American mathematician

Collette René Coullard is an American mathematician, industrial engineer, operations researcher, and matroid theorist known for her research on combinatorial optimization problems that combine facility location and stock management. Formerly a professor at Purdue University, the University of Waterloo, Northwestern University, and Lake Superior State University, she has retired to become a professor emeritus.

==Education and career==
Coullard graduated in 1980 from Lake Superior State University, and earned her Ph.D. in 1985 from Northwestern University. Her dissertation, Minors of 3-Connected Matroids and Adjoints of Binary Matroids, concerned matroid theory and was supervised by Robert E. Bixby.
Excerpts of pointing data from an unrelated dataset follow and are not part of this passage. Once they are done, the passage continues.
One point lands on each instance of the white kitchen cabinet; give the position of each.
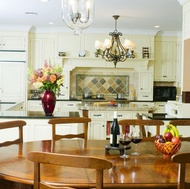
(13, 42)
(65, 89)
(97, 127)
(12, 81)
(36, 105)
(178, 109)
(42, 47)
(179, 62)
(145, 89)
(160, 107)
(165, 60)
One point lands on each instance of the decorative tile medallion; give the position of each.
(102, 84)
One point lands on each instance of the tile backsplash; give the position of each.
(102, 81)
(102, 84)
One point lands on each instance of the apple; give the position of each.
(175, 140)
(168, 136)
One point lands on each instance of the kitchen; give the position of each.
(139, 74)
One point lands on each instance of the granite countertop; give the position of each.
(161, 116)
(36, 114)
(123, 107)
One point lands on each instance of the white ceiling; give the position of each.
(134, 14)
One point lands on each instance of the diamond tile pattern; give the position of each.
(102, 84)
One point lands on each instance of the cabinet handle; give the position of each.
(97, 115)
(161, 105)
(70, 104)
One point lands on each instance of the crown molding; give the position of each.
(182, 2)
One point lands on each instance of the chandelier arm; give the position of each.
(116, 52)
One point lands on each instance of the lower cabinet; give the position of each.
(99, 128)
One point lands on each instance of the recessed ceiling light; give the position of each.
(31, 13)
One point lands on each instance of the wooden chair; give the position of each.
(67, 160)
(63, 121)
(182, 159)
(142, 122)
(13, 124)
(179, 123)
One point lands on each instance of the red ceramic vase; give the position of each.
(48, 102)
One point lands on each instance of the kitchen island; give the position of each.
(36, 114)
(162, 116)
(37, 127)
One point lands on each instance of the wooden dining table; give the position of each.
(148, 170)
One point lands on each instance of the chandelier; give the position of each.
(78, 14)
(112, 50)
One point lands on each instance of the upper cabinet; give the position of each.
(13, 41)
(145, 89)
(12, 81)
(165, 59)
(41, 47)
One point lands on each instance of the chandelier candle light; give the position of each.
(77, 14)
(112, 50)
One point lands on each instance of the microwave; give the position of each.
(164, 93)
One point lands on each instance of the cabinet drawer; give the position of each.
(97, 115)
(120, 115)
(70, 104)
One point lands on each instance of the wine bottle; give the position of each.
(115, 133)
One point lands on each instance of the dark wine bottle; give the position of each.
(115, 133)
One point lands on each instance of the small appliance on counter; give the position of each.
(164, 93)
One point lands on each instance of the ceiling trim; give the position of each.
(182, 2)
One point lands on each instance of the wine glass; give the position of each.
(136, 137)
(124, 140)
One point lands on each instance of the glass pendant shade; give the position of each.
(78, 14)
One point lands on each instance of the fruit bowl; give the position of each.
(167, 149)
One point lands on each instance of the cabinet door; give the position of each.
(145, 86)
(13, 81)
(40, 50)
(165, 61)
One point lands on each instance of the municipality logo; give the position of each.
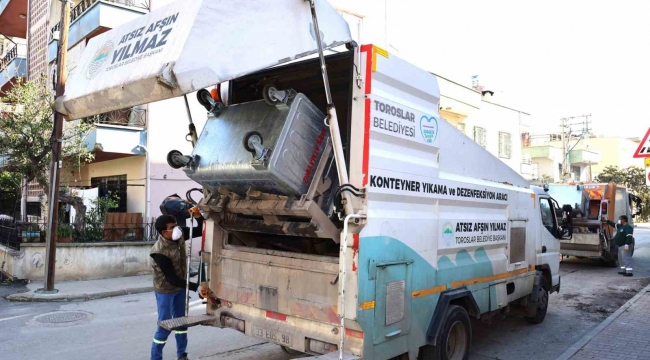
(448, 234)
(429, 128)
(99, 59)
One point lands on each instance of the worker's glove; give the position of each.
(204, 293)
(195, 212)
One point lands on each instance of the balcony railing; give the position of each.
(126, 117)
(14, 52)
(34, 189)
(84, 5)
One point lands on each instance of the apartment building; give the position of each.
(13, 42)
(130, 145)
(586, 158)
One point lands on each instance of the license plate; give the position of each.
(270, 335)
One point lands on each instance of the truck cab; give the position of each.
(584, 209)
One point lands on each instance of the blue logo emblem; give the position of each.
(448, 234)
(429, 128)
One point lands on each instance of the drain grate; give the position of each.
(61, 317)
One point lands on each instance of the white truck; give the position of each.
(584, 207)
(375, 234)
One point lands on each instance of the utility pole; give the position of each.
(564, 151)
(50, 256)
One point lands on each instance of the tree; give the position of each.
(634, 179)
(26, 136)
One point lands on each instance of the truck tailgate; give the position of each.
(291, 284)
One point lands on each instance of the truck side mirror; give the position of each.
(566, 233)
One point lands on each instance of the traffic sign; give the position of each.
(644, 147)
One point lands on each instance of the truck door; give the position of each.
(393, 294)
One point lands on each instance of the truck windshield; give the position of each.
(567, 195)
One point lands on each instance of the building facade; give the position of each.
(586, 158)
(130, 145)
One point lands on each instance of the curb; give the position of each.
(32, 297)
(590, 335)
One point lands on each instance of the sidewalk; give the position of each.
(623, 335)
(88, 290)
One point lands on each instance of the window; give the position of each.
(505, 145)
(479, 135)
(34, 209)
(114, 184)
(548, 217)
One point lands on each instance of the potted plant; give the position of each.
(64, 233)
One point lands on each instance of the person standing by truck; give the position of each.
(624, 240)
(169, 271)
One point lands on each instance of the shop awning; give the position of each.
(188, 45)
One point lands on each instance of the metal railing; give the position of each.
(126, 117)
(14, 52)
(84, 5)
(12, 234)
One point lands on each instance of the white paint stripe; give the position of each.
(15, 317)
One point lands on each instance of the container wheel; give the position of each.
(454, 339)
(542, 304)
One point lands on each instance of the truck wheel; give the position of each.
(542, 304)
(612, 263)
(454, 339)
(290, 351)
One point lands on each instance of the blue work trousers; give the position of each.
(170, 306)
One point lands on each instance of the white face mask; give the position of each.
(177, 233)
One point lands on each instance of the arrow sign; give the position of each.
(644, 147)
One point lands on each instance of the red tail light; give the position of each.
(215, 94)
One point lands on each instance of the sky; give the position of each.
(552, 59)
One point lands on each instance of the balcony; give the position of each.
(584, 157)
(90, 18)
(117, 134)
(529, 170)
(13, 65)
(13, 18)
(542, 152)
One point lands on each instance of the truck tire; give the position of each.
(612, 263)
(454, 339)
(290, 351)
(542, 304)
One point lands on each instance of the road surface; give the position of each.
(123, 327)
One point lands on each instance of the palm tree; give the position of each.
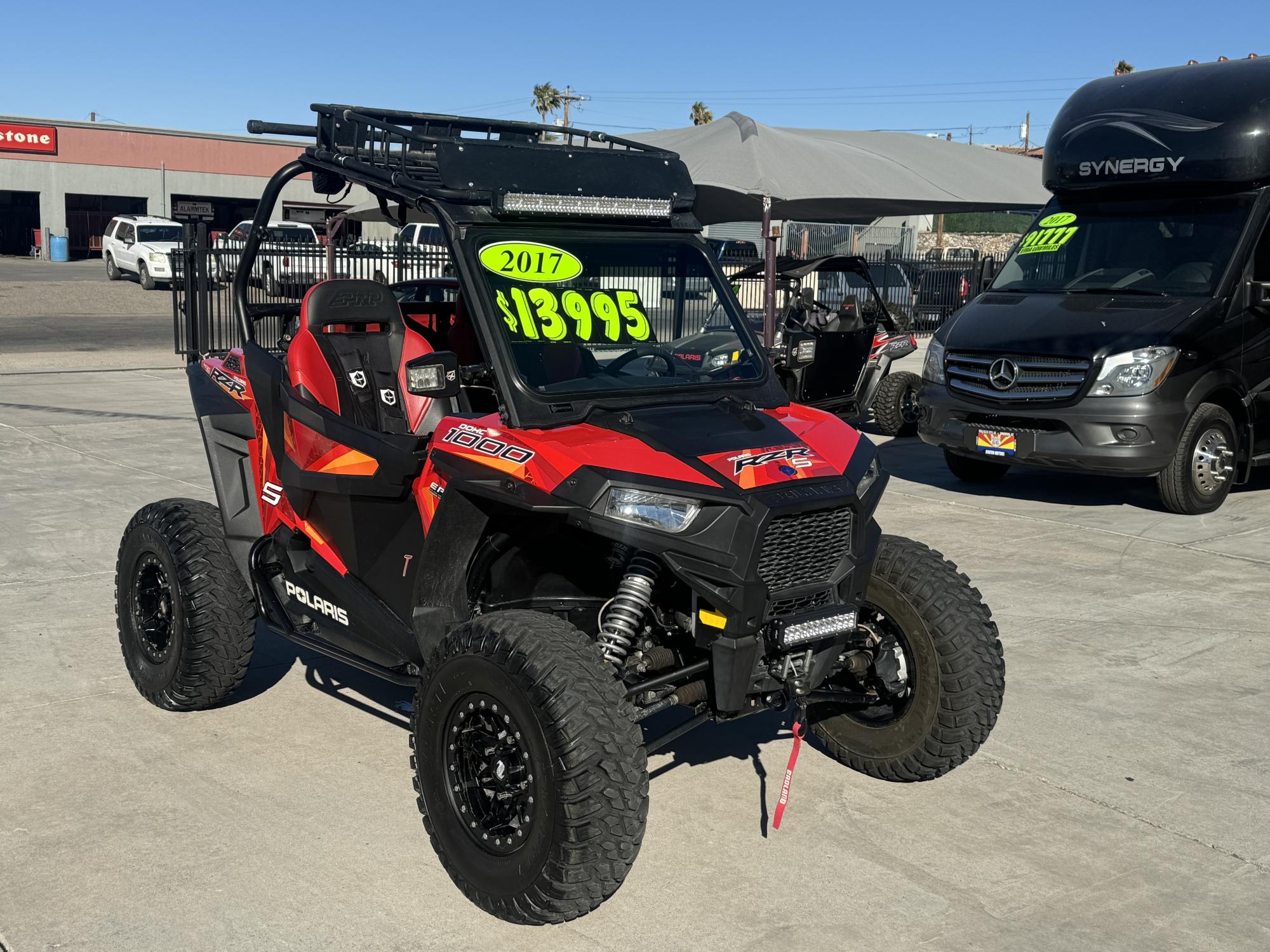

She taught at Purdue University and visited the University of Waterloo before returning to Northwestern as a faculty member in 1990, and retired as a mathematics professor from Lake Superior State University in 2018. She has also visited the University of Bonn as a Humboldt Fellow.

==Recognition==
Coullard received the National Science Foundation Presidential Young Investigator Award in 1989. She was a Charles Deering McCormick Professor of Teaching Excellence at Northwestern University from 1996 to 1999. In 2003, the Lake Superior State University Alumni Association gave her their annual Kenneth J. Shouldice Achievement Award.